The lawsuit characterizes Ohio’s six-week ban, which has limited exceptions, as in violation of the state Constitution of Ohio. Similar arguments — citing the relevant state Constitution — have been used in litigation challenging other new abortion restrictions put in place after Roe was overturned. The Ohio case was filed by the American Civil Liberties Union, the ACLU of Ohio, the Planned Parenthood Federation of America, and the law firm WilmerHale. It was brought on behalf of Preterm-Cleveland, Planned Parenthood Southwest Ohio, Planned Parenthood Greater Ohio, Women’s Med Group Professional Corporation, Northeast Ohio Women’s Center, Toledo Women’s Center, and Dr. Sharon Liner, a physician who provides abortion services.

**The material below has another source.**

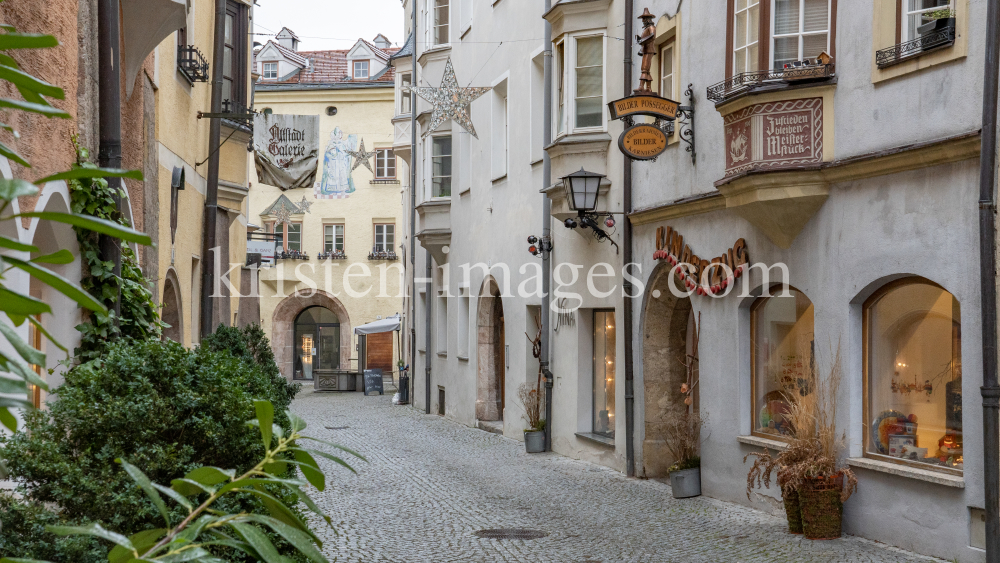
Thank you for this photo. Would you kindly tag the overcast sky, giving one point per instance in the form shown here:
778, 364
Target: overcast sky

Less than a day after Roe was overturned at the federal level, a federal judge in Ohio granted a request by authorities in the state to let the six-week ban — which had previously been blocked — go into effect. Now that Roe is overturned, state officials are free to regulate abortion according to their personal or political ambitions, and the process around the country of imposing strict, new restrictions on abortion quickly began. It’s a felony offense for a medical provider to violate the Ohio ban.
“This sweeping measure, which prevents nearly every pregnant person from accessing essential care, is blatantly unconstitutional under Ohio’s state constitution which has broad protections for individual liberties. We ask the Ohio Supreme Court to stop enforcement of Senate Bill 23. Absent action from the court, many Ohioans will be forced to give birth against their will, many will have illegal or dangerous abortions, and some will die,” Freda Levenson, who serves as legal director for the ACLU of Ohio, said. She also spoke of how people of color and low-income communities would face disproportionate impacts. As outlined in a press release from the ACLU of Ohio, the Ohio ban is “currently inflicting serious and irreparable harm on Ohioans who are in need of and constitutionally entitled to vital reproductive health care.”
Litigation brought elsewhere in the aftermath of the Supreme Court overturning Roe has already been temporarily successful; in Utah and Louisiana, so-called trigger bans on abortion — designed to go into effect in the event Roe was actually overturned — were recently temporarily blocked by courts. In the Louisiana case, a hearing was scheduled for July 8. As reported here, the three abortion clinics left in Louisiana indicated they’d restart abortions following the decision by Judge Robin M. Giarrusso of the Orleans Parish Civil District Court to issue a temporary restraining order halting the enforcement of the state ban. It’s those three clinics that sought emergency relief ahead of Giarrusso’s decision. Meanwhile, Third District Judge Andrew Stone in Salt Lake City issued a temporary restraining order — active for two weeks — that stopped the enforcement of the Utah ban. Stone issued that order June 27.